PowerPoint Transmedia: Choose Your Own Documentary
The Storyscapes section of the Tribeca Film Festival this year was a bit like an oversized playground. Housed in multiple stories of a lofty Tribeca building, the transmedia installations were interspersed with Bombay toting waiters and bars. The majority of the exhibitions I took part in involved Oculus Rift: if you angled your head just so, the “camera” would pan accordingly to reveal another person, object, space, et cetera, much like a video game. One selection that I was sad to miss was Choose Your Own Documentary, which was slotted four times during Storyscapes, since it was not just a transmedia documentary but also a live, interactive show.
1566 variations of Chose Your Own Documentary exist, and showrunner Nathan Penlington navigates its many possibilities on behalf of the audience consensus. In a recent interview, Penlington explains that the interactive element is determined through PowerPoint: “We looked at mobile phone apps, smartphone apps. Obviously, not everyone has that tech, and wifi is not that reliable in a lot of venues. You don’t really want people with their phones on in a theater either. So we’ve gone for these devices that are used for conferences for people to give feedback during presentations, they run off on a radio frequency, and just plug into PowerPoint, so technically we run a PowerPoint that formulates a graph of results every time the audience votes.”
That the key building block to Choose Your Own Documentary‘s trajectory is run off a highly accessible program that most of us use in our daily lives is important to note.
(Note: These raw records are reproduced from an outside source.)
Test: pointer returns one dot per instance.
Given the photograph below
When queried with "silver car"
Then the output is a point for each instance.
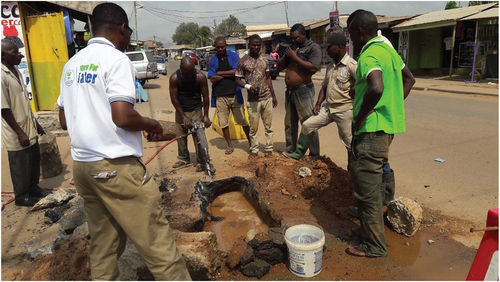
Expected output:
(144, 64)
(161, 64)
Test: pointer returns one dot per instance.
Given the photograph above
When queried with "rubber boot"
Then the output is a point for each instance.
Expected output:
(302, 146)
Not every facet of the form is achieved through esoteric technology, and, in fact, Penlington expresses reservations about calling his work transmedia. Says Penlington, “The Transmedia thing is very interesting. And quite a lot of those kinds of projects seem to be focused on the individual experience, so the experience of one person at a time interrupting with the project. Whereas we’re, I would be focused into a communal kind of interactivity. So it’s kind of the majority that rules rather than the individual.”
Like Sam Green, it seems Penlington has discovered that the live format, and the constant evolution it presents, is a viable arena.